There is No Assumption-Free Way to Use Likert scales
Published: 08 Feb 2025
In the social sciences, we are often interested in measuring latent variables. Latent variables are defined by being latent, or unobserved. There is almost never a direct way of observing them. Psychological variables such as personality (the big 5) or depression are good examples. We can never directly observe these things - but we can observe indicators of them.
An indicator outside of a social scientific setting might be the distinctive quirks in the behaviour of someone you know, or the way they tell you they’ve been feeling recently. These aren’t the thing in itself, but they indicate the underlying thing. An effective means of measuring latent variables is therefore to collect several indicators, and aggregate over them in a meaningful way.
Likert scales
In the social scientific setting, we rely on survey data to measure these concepts of interest when they are attributes of individuals. A popular way of doing this is the Likert scale. In a Likert scale, survey respondents are given a number of questions to respond to, typically with a set of responses ranging from “strongly disagree” to “strongly agree” (precise wording varies).

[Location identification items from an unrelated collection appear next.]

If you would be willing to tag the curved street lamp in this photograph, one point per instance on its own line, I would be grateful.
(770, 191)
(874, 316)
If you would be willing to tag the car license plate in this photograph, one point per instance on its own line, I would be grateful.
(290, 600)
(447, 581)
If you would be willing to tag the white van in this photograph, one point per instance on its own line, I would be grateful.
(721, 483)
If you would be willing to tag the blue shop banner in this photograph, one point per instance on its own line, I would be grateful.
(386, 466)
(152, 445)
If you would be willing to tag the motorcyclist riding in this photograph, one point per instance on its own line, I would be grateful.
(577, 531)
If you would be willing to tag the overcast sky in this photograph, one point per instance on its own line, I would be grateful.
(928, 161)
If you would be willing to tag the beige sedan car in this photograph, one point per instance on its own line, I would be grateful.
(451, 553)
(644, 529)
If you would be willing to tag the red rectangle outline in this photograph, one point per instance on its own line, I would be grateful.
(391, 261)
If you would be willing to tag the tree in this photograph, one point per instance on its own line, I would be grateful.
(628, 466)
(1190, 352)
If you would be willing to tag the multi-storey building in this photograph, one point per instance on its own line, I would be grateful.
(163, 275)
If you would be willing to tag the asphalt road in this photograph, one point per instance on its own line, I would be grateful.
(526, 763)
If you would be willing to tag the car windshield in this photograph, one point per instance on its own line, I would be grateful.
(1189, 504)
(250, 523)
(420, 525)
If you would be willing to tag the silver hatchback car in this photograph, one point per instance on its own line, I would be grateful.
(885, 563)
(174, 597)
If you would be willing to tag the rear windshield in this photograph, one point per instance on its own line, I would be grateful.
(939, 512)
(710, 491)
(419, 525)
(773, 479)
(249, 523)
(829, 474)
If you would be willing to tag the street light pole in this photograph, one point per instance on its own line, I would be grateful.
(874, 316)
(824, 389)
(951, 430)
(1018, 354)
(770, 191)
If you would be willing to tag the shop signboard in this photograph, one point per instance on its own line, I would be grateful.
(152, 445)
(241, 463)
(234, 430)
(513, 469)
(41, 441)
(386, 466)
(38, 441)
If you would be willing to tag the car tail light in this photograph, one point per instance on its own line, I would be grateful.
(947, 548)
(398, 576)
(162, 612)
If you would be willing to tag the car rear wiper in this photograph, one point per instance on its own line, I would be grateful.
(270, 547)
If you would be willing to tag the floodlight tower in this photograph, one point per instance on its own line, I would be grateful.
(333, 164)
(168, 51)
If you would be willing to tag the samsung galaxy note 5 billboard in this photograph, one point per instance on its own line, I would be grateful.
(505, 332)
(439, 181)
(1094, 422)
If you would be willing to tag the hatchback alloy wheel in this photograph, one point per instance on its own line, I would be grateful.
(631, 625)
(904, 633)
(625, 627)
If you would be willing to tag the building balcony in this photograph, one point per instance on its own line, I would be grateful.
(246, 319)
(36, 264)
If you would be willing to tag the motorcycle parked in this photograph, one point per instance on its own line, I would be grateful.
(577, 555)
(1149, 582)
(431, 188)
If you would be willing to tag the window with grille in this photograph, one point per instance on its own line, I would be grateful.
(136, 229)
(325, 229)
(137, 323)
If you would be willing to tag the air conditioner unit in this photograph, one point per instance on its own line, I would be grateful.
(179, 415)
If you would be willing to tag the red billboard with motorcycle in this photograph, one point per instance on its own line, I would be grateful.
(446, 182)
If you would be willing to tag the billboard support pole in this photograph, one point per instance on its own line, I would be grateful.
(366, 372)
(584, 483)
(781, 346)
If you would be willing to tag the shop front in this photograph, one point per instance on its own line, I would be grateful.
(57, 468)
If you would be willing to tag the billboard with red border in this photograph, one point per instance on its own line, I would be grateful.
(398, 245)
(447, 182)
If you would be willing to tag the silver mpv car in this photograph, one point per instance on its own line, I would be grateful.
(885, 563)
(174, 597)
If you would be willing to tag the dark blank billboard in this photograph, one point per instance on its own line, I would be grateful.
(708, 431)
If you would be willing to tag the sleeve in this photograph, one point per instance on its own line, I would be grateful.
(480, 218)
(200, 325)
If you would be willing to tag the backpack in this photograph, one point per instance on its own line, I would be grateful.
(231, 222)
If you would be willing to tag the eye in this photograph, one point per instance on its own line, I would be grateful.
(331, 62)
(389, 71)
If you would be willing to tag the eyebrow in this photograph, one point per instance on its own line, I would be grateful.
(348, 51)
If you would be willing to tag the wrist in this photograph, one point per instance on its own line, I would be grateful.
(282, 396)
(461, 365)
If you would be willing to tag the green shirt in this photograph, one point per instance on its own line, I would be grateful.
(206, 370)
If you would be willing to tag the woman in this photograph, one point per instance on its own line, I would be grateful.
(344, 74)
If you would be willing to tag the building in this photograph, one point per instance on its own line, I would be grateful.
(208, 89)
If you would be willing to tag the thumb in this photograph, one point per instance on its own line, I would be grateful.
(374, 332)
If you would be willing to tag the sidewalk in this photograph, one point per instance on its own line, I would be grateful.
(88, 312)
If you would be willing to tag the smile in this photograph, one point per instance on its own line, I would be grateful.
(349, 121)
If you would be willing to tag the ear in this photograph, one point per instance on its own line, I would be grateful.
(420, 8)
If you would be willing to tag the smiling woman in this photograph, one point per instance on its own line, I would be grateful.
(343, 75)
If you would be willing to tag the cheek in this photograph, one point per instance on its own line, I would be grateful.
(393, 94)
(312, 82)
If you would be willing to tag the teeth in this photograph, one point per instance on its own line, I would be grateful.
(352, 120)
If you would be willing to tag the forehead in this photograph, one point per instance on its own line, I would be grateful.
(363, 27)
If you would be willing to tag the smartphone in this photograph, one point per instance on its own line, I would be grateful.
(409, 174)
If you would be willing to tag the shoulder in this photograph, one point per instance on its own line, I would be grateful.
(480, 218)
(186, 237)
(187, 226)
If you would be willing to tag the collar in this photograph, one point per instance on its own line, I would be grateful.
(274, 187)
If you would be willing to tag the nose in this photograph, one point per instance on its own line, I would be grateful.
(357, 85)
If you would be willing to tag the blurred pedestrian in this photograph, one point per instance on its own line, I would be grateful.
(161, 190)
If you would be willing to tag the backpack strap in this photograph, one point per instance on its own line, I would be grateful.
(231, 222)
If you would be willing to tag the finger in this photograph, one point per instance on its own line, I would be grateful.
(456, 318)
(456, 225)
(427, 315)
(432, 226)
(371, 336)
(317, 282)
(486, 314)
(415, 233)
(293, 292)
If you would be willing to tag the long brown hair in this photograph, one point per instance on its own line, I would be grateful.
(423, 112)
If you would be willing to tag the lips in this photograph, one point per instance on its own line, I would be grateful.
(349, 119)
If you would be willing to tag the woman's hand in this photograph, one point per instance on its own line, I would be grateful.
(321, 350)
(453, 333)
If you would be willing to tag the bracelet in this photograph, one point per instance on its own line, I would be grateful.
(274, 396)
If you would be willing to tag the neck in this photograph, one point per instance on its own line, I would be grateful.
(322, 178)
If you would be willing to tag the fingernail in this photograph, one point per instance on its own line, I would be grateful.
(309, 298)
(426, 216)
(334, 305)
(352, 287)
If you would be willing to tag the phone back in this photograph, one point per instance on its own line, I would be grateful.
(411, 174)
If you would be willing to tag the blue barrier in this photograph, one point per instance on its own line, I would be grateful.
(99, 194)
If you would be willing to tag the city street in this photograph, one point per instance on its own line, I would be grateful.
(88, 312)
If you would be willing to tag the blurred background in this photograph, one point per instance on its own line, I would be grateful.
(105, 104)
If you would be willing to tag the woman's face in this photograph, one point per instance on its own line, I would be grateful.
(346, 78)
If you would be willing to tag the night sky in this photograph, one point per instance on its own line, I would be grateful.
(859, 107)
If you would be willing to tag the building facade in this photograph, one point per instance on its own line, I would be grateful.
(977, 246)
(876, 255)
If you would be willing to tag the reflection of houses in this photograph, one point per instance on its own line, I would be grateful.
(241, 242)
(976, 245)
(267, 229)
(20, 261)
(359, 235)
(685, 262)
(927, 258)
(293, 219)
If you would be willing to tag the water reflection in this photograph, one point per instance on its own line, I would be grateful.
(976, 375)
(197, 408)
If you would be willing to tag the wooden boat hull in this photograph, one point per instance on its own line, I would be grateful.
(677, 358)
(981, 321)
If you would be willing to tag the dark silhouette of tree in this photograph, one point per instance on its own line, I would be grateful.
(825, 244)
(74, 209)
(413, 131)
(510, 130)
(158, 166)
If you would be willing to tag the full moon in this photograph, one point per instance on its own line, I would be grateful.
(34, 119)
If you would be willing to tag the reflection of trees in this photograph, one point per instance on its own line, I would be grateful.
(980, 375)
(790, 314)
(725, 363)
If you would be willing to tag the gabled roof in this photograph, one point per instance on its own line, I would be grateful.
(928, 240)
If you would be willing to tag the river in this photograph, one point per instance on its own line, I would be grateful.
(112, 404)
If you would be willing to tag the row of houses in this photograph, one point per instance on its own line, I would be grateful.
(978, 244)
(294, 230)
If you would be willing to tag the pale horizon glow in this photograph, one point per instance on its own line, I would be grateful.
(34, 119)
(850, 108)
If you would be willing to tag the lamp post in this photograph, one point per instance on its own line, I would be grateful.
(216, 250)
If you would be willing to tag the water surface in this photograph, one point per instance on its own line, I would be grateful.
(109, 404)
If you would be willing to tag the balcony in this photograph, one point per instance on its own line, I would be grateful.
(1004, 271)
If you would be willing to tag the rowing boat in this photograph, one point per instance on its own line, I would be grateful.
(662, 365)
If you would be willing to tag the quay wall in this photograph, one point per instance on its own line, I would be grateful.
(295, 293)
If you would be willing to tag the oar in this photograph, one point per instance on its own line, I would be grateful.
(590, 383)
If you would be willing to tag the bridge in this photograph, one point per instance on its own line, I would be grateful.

Researchers assign numbers to these (e.g. 0 = “strongly disagree”, 4 = “strongly agree”) and aggregate them in some way (e.g. take the mean). If some of the statements are worded in one direction and some in the opposite direction (e.g. some are left wing, some are right wing), then the statements for one direction will be coded in the reverse direction (e.g. for left-wing statements set 0 = “strongly agree”, 4 = “strongly disagree”). The output scale of the aggregation is a Likert scale1.
My argument in this blog post is that this process is heavily assumption-laden, and hides many challenges which are frequently ignored by the researchers using these scales in this way.
Challenges
Surveys are expensive to conduct, so it is often desirable to use a small number of indicators (6 seems to be considered a good number) to measure a given concept. This introduces a selection problem: which indicators should be chosen for a given concept? Consider the example of left-right economic views. Do you want to focus on more abstract questions, such as on redistribution? More policy-oriented questions, such as whether taxes should go up or down? It is not easy to select such a small number of indicators which capture a given concept in full.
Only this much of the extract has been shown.